Reading through various news blogs the last few days, I keep finding these little items that really get under my skin. William Saletan (whose excellent column in Slate should be a required read for anyone interested in bio-tech and science in the mainstream) wrote yesterday on the FDA approval of Lybrel, the first birth control pill designed specifically to end monthly bleeding from menstruation. While I certainly can’t speak with authority on the matter, I will say that having two daughters has made me look at these issues with a great deal more interest than ever before, and I can’t help wondering what kind of underlying message a pill like this sends to women and young girls. Is it liberating or just more evidence of our need to completely sublimate our physical bodies into something wholly separate from our minds? Would this even be a discussion were it not for a long-standing social reinforcement that it’s the intricacies of female biology that somehow make them less than men?
As my girls get closer and closer to moving on to solid foods, I spend a great deal of time worrying about their diet. Thankfully, the EPA, the FDA, the National Academes, the USDA, and the Department of Health and Human Services have seen fit to reinforce that worry with their collaborative report on Children’s Chemical & Pesticide Exposure via Food Products which states such fun facts as :
– ….children receive 50% of their lifetime cancer risks in the first two years of life.
– According to [the] FDA, half of produce currently tested in grocery stores contains measurable residues of pesticides. Laboratory tests of eight industry-leader baby foods reveal the presence of 16 pesticides, including three carcinogens.
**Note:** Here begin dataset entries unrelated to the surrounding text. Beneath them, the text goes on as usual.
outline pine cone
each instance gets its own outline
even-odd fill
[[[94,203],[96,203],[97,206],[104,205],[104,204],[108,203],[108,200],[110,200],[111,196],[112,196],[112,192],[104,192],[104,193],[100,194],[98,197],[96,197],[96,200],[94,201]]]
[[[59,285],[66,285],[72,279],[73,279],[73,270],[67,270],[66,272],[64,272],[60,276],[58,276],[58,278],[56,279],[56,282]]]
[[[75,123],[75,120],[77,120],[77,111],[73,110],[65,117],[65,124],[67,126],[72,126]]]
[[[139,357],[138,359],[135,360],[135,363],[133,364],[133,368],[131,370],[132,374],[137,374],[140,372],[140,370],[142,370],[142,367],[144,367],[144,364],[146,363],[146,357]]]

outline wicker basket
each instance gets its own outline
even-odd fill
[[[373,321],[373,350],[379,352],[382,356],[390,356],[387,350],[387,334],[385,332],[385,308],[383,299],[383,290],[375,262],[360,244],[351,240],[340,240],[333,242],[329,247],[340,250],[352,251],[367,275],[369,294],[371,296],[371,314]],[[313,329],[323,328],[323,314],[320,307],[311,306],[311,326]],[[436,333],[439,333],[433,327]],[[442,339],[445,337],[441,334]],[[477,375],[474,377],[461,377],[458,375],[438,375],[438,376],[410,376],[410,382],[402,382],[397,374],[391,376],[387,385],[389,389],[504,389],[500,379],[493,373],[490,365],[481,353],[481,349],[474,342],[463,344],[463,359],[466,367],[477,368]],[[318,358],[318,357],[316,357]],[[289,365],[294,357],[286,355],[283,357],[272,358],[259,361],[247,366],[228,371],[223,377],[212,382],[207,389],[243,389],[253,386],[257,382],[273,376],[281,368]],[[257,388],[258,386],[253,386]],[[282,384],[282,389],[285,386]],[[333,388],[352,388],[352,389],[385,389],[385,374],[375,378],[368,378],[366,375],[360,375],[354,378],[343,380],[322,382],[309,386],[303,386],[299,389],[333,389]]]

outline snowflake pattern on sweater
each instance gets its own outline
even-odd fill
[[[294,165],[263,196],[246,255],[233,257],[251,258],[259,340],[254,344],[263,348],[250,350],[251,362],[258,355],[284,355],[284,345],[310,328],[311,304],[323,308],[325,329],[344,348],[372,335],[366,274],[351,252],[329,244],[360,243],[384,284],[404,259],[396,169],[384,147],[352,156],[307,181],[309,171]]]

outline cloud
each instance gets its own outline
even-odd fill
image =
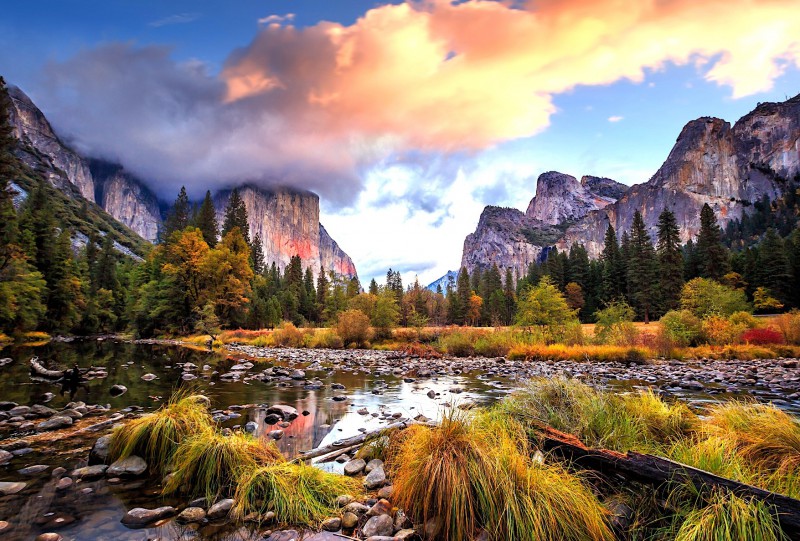
[[[624,118],[625,118],[624,116],[613,115],[613,116],[608,117],[608,121],[611,122],[612,124],[614,124],[616,122],[620,122]]]
[[[288,23],[294,20],[294,13],[287,13],[286,15],[267,15],[258,20],[258,24],[277,24]]]
[[[175,15],[169,15],[168,17],[162,17],[161,19],[156,19],[155,21],[150,21],[147,23],[147,26],[151,26],[153,28],[160,28],[162,26],[169,26],[173,24],[186,24],[192,23],[200,18],[199,13],[177,13]]]
[[[579,85],[691,64],[740,98],[800,65],[796,0],[420,0],[291,20],[265,18],[217,74],[164,48],[83,51],[48,67],[46,112],[161,193],[249,180],[349,205],[375,163],[534,135]],[[427,178],[404,192],[422,209],[441,188]]]

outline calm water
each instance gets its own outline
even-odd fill
[[[212,400],[213,407],[233,414],[223,424],[228,427],[244,426],[248,421],[258,424],[256,434],[266,437],[269,430],[277,427],[263,423],[265,410],[273,404],[288,404],[298,412],[307,412],[284,429],[284,437],[278,446],[287,456],[353,436],[359,429],[372,430],[390,422],[384,413],[399,413],[403,417],[423,414],[435,418],[446,404],[485,404],[497,400],[511,390],[516,382],[490,383],[474,376],[460,375],[438,377],[406,383],[392,375],[375,375],[369,368],[338,369],[331,371],[306,370],[305,379],[319,380],[322,386],[308,389],[305,381],[262,382],[246,376],[238,381],[221,377],[239,363],[241,356],[228,357],[218,353],[196,351],[181,347],[142,345],[113,341],[78,341],[69,344],[53,343],[41,347],[11,347],[0,351],[0,358],[9,357],[13,362],[0,367],[0,400],[22,405],[41,404],[46,393],[55,396],[46,403],[60,409],[70,401],[68,394],[59,394],[60,386],[47,382],[32,381],[28,360],[38,356],[49,366],[71,367],[77,363],[82,368],[105,367],[108,376],[92,379],[80,388],[74,400],[87,404],[108,404],[112,410],[129,406],[140,406],[146,410],[158,408],[163,399],[176,389],[200,391]],[[192,363],[196,369],[189,370],[198,379],[184,381],[184,365]],[[299,362],[291,368],[305,369],[309,363]],[[254,375],[272,363],[256,362],[245,372]],[[206,367],[206,370],[203,368]],[[145,382],[144,374],[155,374],[157,379]],[[128,388],[127,393],[112,397],[109,389],[114,384]],[[334,389],[333,384],[345,389]],[[463,392],[451,394],[458,387]],[[428,391],[439,393],[435,399]],[[335,401],[334,396],[346,396],[346,401]],[[230,406],[245,406],[230,410]],[[367,415],[358,410],[368,410]],[[379,414],[373,416],[372,414]],[[11,433],[0,428],[0,445],[27,434]],[[0,520],[12,523],[11,533],[0,533],[3,540],[29,540],[38,533],[57,531],[65,539],[76,541],[145,540],[154,537],[174,539],[200,535],[202,538],[224,537],[229,530],[216,531],[206,528],[200,534],[193,530],[178,530],[174,523],[162,528],[128,530],[120,519],[132,507],[155,507],[170,502],[162,500],[153,482],[135,481],[111,485],[104,480],[76,483],[65,492],[55,490],[55,480],[50,471],[62,466],[71,470],[86,462],[85,447],[97,438],[97,434],[84,439],[62,442],[32,444],[33,452],[15,457],[10,464],[0,467],[0,481],[24,481],[28,486],[14,496],[0,497]],[[45,464],[50,470],[36,475],[21,475],[18,470],[27,466]],[[324,467],[336,469],[335,463]],[[91,489],[91,491],[87,490]],[[235,538],[244,535],[236,532]]]

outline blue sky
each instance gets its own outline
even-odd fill
[[[545,2],[541,16],[579,17],[575,9],[581,3]],[[736,9],[721,0],[708,4],[714,3],[719,4],[714,13],[720,13],[721,5],[728,5],[727,11]],[[513,70],[525,69],[526,63],[540,57],[548,59],[551,52],[547,43],[529,44],[525,33],[519,34],[518,42],[501,43],[518,30],[509,26],[505,31],[502,25],[538,24],[528,17],[537,7],[520,2],[523,8],[510,12],[499,5],[487,8],[488,2],[433,4],[427,10],[418,6],[391,10],[383,3],[351,0],[16,2],[6,6],[0,20],[0,74],[28,92],[81,150],[119,158],[146,180],[164,186],[165,197],[192,179],[199,180],[190,191],[200,193],[249,176],[262,178],[262,171],[263,182],[296,183],[320,193],[322,221],[353,256],[364,281],[373,276],[382,279],[389,267],[400,269],[406,281],[419,274],[423,282],[456,268],[464,236],[474,229],[483,206],[524,210],[536,177],[544,171],[644,182],[666,158],[687,121],[717,116],[733,122],[757,102],[779,101],[800,92],[800,42],[792,36],[796,32],[789,31],[797,28],[792,25],[800,17],[788,0],[763,7],[760,2],[747,4],[749,11],[739,10],[738,18],[730,15],[730,20],[719,21],[721,28],[709,28],[699,37],[701,8],[691,2],[670,0],[664,3],[668,13],[653,8],[640,20],[625,23],[618,23],[627,17],[625,11],[604,9],[603,0],[588,3],[597,5],[597,17],[608,17],[606,25],[622,26],[613,34],[599,32],[598,41],[584,51],[555,56],[551,62],[555,67],[543,62],[539,71],[519,77]],[[784,10],[771,11],[775,5]],[[363,18],[372,8],[377,9]],[[285,18],[287,14],[293,17]],[[269,16],[282,18],[267,21]],[[497,38],[481,41],[474,30],[451,27],[470,24],[472,19],[466,16],[480,17],[474,19],[480,24],[490,22],[487,34],[497,32]],[[431,35],[420,38],[409,33],[418,31],[422,20],[434,28]],[[320,21],[339,23],[339,30],[328,32]],[[747,24],[751,36],[743,35],[740,23]],[[639,32],[646,28],[656,30],[649,33],[658,34],[653,40],[663,41],[663,47],[643,41]],[[571,27],[547,30],[552,32],[549,43],[556,43]],[[352,37],[350,49],[337,41],[339,34]],[[443,89],[441,93],[428,92],[411,73],[425,70],[431,51],[440,54],[437,39],[442,36],[452,40],[453,48],[461,48],[458,55],[469,51],[463,56],[473,62],[458,73],[456,93],[454,83],[437,79],[438,73],[430,88]],[[411,51],[408,55],[402,51],[403,40]],[[637,55],[637,48],[644,52]],[[350,59],[355,68],[341,75],[328,65],[332,50],[337,54],[355,50]],[[163,56],[158,51],[164,51]],[[476,52],[484,51],[496,59],[488,67],[474,61],[480,56]],[[380,63],[369,64],[370,59]],[[597,68],[601,62],[608,62],[607,69]],[[772,64],[774,69],[764,68]],[[228,71],[223,70],[226,66]],[[493,72],[493,66],[503,70]],[[376,78],[396,77],[398,91],[390,91],[378,108],[365,105],[359,116],[358,100],[369,101],[364,96],[370,97],[374,83],[365,81],[370,69],[376,69]],[[242,70],[246,77],[240,77]],[[317,70],[322,75],[317,76]],[[280,97],[270,86],[276,73],[278,88],[284,91]],[[499,73],[496,88],[487,82],[487,73]],[[130,74],[141,86],[117,80]],[[249,85],[253,74],[261,86],[255,90],[248,86],[236,94],[234,83],[244,80]],[[525,85],[531,86],[531,101],[525,99]],[[127,87],[133,87],[130,94],[124,92]],[[342,93],[353,89],[358,96],[362,87],[361,98],[347,103],[345,97],[345,103],[338,105]],[[150,89],[152,96],[144,103],[141,96]],[[339,109],[320,115],[316,105],[309,106],[304,98],[317,89],[327,91],[322,97],[333,97]],[[126,100],[132,104],[127,116],[121,111]],[[327,102],[320,103],[323,109],[328,107]],[[486,103],[485,109],[476,103]],[[137,148],[149,120],[137,113],[137,107],[145,105],[154,110],[154,118],[163,118],[163,111],[185,114],[213,129],[203,132],[196,124],[172,117],[170,123],[154,122],[153,133],[191,139],[203,132],[202,139],[170,145],[165,151],[163,140],[154,137]],[[515,124],[517,105],[523,129]],[[399,113],[392,115],[392,108],[407,114],[397,118]],[[442,111],[440,116],[437,110]],[[242,115],[248,117],[246,129],[240,129],[240,120],[233,120]],[[459,131],[452,125],[462,119],[465,127]],[[478,133],[484,125],[486,133]],[[235,133],[224,143],[214,139],[226,130]],[[108,143],[110,134],[119,135],[120,146]],[[206,144],[237,148],[206,162],[186,153],[187,148],[202,149]],[[153,147],[160,147],[159,153],[153,154]],[[199,165],[182,173],[182,158]],[[224,178],[232,163],[247,167]],[[182,179],[181,174],[191,178]]]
– In blood samples of children aged 2 to 4, concentrations of pesticide residues are six times higher in children eating conventionally farmed fruits and vegetables compared with those eating organic food.
– According to [the] Dept. of Health and Human Services, organophosphate pesticides (OP) are now found in the blood of 95% of Americans tested. OP levels are twice as high in blood samples taken from children than in adults. Exposure to OPs is linked to hyperactivity, behavior disorders, learning disabilities, developmental delays and motor dysfunction. OPs account for half of the insecticides used in the U.S.
– The CDC reports that one of the main sources of pesticide exposure for U.S. children comes from the food they eat.
Combine those fun facts with all the reports of contaminated foods being exported from China (and not being caught by customs), and I’m a step away from chucking it all and living on a farm. Who’s up for starting a cult?
Seriously, folks. These are the kinds of things that keep me awake at night.